Understanding how plants affect the soils around their roots has been studied for many years, but getting down to the nitty gritty to see the actual microbial activity they engender takes a more complicated approach. A new project, coordinated at Los Alamos National Laboratory in conjunction with Pacific Northwest National Laboratory, will allow us to understand the close relationship between a well-studied grass and the soil in which it grows. This could, in turn, result in more efficiency in projects such as biofuel production, underground carbon sequestration and soil fertility.
Around each plant’s roots, a thriving community of fungus and bacteria lives, called the rhizosphere, feeding off the organic acids, sugars and other compounds produced by the roots. That collaborative environment increases the nutrient and carbon cycling in the soil, which is helpful to the plant.
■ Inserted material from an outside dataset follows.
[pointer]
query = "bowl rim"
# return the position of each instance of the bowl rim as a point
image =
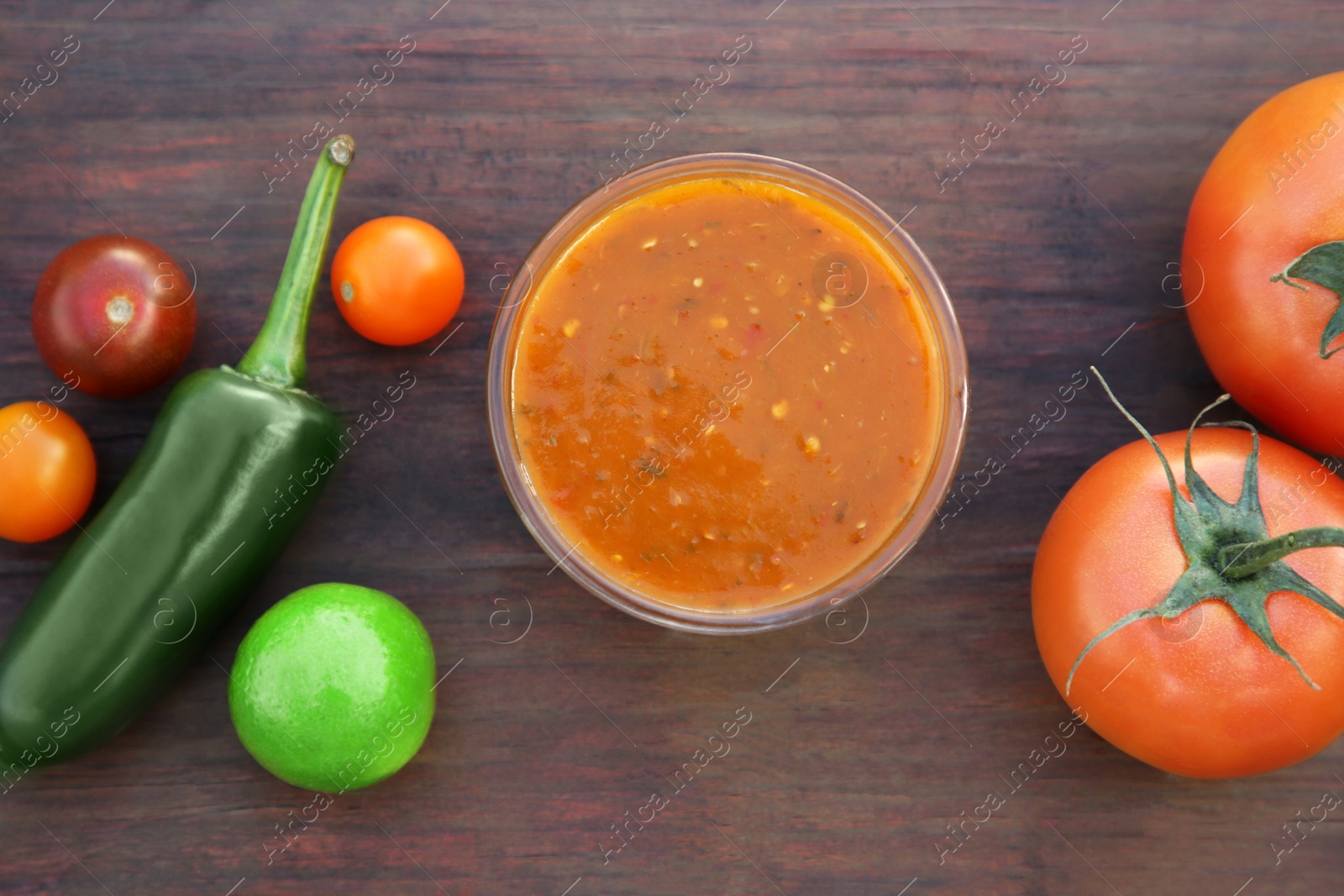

That same collaboration can also reduce pathogens in the rhizosphere, protecting the plant. It turns out, variations in the plant-root secretions can greatly influence the bacterial/fungal populations that associate with the plant roots.
The unique composition of the compounds excreted by plant roots can act as a “recruitment tool” plants use to customize the root-associated microbial community. It is unclear yet which individual soil microbes are attracted by specific compounds and how the plant uses these compounds to attract beneficial microbial interactions. Some microbes may be “specialists” that are recruited by very specific secretions, called exudates, whereas others may be “generalists” and attracted by many different compounds.
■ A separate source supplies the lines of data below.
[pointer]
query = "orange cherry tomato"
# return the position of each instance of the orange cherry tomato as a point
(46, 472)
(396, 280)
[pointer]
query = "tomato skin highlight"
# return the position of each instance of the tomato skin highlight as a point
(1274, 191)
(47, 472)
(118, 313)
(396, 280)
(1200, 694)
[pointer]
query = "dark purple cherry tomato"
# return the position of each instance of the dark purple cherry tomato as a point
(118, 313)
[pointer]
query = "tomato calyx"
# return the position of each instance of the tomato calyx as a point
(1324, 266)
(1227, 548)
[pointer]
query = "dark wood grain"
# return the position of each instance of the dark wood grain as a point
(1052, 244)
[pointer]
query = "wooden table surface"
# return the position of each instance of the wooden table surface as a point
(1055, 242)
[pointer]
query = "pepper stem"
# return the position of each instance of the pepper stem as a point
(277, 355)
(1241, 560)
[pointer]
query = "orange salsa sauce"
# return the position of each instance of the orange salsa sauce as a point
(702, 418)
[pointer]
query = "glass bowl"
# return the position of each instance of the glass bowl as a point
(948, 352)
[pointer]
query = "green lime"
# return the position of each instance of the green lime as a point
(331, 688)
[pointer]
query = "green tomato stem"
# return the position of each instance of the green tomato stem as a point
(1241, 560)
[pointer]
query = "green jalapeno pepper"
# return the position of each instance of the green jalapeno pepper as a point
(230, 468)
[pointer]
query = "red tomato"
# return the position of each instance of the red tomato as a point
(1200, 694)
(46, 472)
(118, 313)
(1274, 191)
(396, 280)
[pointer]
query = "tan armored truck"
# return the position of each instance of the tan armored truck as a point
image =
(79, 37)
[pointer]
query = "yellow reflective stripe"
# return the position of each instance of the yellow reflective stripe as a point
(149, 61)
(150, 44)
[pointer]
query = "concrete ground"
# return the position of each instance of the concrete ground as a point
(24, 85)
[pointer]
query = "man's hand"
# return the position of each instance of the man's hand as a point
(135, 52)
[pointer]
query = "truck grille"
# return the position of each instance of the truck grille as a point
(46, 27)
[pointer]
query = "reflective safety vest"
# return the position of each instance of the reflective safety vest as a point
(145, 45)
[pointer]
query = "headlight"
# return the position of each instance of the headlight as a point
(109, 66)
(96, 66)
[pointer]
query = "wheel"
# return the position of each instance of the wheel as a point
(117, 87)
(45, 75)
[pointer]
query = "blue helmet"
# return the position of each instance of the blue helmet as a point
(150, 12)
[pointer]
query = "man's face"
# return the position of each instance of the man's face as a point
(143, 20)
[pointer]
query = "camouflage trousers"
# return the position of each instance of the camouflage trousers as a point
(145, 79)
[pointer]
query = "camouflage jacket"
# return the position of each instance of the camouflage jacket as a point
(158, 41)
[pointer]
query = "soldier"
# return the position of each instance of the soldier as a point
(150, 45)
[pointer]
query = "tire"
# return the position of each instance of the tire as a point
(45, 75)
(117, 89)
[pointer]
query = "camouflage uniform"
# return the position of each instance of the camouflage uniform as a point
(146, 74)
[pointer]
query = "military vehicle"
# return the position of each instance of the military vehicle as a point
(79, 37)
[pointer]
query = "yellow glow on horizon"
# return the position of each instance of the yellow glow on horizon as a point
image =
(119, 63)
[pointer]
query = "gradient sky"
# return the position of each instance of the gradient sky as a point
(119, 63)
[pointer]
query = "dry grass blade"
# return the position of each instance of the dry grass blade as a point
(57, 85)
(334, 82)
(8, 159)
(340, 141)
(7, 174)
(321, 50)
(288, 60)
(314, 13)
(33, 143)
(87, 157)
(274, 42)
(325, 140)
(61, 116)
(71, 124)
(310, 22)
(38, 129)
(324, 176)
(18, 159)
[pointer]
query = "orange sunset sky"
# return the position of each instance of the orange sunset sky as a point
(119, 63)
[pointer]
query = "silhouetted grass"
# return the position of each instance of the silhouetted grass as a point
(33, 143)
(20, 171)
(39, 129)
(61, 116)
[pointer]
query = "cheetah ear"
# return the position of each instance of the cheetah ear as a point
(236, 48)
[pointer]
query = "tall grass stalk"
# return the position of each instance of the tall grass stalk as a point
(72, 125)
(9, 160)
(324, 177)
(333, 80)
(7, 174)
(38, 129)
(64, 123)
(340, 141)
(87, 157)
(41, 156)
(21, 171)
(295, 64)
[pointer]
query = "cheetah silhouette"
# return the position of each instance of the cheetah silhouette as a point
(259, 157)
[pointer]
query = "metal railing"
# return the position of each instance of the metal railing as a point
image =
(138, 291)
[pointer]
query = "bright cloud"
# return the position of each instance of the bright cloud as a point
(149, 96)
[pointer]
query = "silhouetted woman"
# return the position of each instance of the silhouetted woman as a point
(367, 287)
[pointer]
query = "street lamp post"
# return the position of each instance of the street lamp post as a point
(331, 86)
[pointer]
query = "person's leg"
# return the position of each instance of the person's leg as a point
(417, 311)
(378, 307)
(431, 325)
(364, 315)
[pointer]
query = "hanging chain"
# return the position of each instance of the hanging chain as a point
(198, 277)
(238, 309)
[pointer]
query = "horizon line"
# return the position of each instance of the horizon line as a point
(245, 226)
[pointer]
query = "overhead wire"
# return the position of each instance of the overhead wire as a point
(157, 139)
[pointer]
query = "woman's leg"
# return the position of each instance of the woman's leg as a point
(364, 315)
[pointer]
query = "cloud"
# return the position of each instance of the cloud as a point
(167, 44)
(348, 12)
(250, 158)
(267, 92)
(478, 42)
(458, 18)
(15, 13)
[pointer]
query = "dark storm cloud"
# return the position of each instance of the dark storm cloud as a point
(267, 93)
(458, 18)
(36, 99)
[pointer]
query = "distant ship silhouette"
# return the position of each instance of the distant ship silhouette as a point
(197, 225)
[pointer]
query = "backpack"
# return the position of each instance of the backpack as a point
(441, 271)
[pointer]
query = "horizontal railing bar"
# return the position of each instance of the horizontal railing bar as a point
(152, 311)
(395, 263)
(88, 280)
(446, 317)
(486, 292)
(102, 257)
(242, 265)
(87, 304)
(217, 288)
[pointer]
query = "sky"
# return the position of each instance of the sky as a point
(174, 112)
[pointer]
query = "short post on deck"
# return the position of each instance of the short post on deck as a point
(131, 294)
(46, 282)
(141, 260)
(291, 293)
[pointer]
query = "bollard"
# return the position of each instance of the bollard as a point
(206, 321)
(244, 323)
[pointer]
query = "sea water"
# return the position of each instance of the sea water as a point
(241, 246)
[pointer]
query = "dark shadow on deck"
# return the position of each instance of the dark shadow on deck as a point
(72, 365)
Our work will focus on a type of grass called Brachypodium distachyon that is viewed as valuable for biofuel biomass, food, feed and forage. Unlike the grasses grown as crops, B. distachyon is well suited to experimental manipulation in the laboratory because of its small size, compact genome, having two sets of chromosomes, self-compatibility, rapid generation time and simple growth requirements.
In this study, we are focusing on oxalate, a small molecule found in several plants either as a root secretion or as an accumulation in the plant tissues. It is the cause of a very bitter taste in edible plants, such as in raw rhubarb, where apparently the bitter taste is a mechanism for deterring grazing animals from eating it.
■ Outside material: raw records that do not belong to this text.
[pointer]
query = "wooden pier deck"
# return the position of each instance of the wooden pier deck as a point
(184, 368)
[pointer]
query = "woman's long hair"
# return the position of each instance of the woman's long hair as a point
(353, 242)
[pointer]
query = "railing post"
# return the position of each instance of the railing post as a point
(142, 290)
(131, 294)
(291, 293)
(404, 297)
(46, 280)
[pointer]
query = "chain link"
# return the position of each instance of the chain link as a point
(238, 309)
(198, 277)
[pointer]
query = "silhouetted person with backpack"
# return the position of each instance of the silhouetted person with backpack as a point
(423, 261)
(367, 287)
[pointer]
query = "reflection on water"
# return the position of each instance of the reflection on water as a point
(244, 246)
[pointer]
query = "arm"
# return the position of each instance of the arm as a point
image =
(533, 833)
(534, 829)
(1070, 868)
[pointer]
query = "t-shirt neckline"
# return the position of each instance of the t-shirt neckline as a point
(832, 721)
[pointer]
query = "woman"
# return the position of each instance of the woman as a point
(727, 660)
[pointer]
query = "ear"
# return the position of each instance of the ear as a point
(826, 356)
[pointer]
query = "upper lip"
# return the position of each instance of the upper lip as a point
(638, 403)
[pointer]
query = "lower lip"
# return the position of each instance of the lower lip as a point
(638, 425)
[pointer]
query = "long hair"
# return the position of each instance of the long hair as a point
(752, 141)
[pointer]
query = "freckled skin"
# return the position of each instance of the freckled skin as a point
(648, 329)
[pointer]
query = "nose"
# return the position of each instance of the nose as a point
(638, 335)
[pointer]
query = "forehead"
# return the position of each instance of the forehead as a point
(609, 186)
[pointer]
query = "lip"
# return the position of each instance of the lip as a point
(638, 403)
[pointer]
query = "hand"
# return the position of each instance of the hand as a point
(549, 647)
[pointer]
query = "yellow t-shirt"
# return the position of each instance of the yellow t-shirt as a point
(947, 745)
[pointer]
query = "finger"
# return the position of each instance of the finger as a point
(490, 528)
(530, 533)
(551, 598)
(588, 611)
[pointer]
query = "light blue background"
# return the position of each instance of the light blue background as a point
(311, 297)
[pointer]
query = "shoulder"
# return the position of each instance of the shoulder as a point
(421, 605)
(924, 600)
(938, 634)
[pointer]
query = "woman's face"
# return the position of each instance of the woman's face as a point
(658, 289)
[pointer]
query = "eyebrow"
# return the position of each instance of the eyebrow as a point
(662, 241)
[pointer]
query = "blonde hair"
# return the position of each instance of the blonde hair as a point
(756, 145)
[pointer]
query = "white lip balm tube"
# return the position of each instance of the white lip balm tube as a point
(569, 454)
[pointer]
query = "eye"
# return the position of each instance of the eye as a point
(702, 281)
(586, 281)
Just a few of these plants will be grown in Los Alamos’ Health Research Laboratory facility for preliminary stages of the experiments; in later stages, we will use the facilities at the Environmental Molecular Sciences Laboratory at Pacific Northwest National Laboratory. These will allow more advanced growth conditions such as manipulating the growth-chamber environment. There, we can use stable, isotopically labeled carbon dioxide to track how CO2 taken up by the plant is converted into compounds that are excreted by the roots to attract and feed soil microbial populations. The microbes the plant roots have encouraged will convert these plant-produced compounds into a soil carbon pool that has long-term stability, effectively leading to atmospheric CO2 sequestration in soils, which keeps the harmful greenhouse gas from escaping into the atmosphere.
Interestingly, for this project we will be utilizing a native soil from New Mexico collected at the Sevilleta Long Term Ecological Site. We have preliminary data indicating organisms in these soils can participate in oxalate-mediated carbon sequestration. The Sevilleta soils can be connected with a lot of metadata that has been collected for many years, such as annual climate variables, including temperature and precipitation, that can help in designing future and larger-scale field experiments. These soils represent marginal lands, which we want to better understand for future land-use optimization for plant-based or plant-derived resource generation.
This project is funded for two years and will build on previous and ongoing investigations here at the lab on how the root microbiome influences plant physiology and soil functions. Basically, we are enlisting plants and their surrounding soil in the battle against climate change — and hoping to find a potential protection for the Earth in the earth itself.
Buck Hanson is a microbiologist in Los Alamos National Laboratory’s Microbial and Biome Sciences group. This project is funded under the U.S. Department of Energy’s Office of Science, as part of the Science Focus Area: Bacterial-Fungal Interactions and Their Role in Soil Functioning.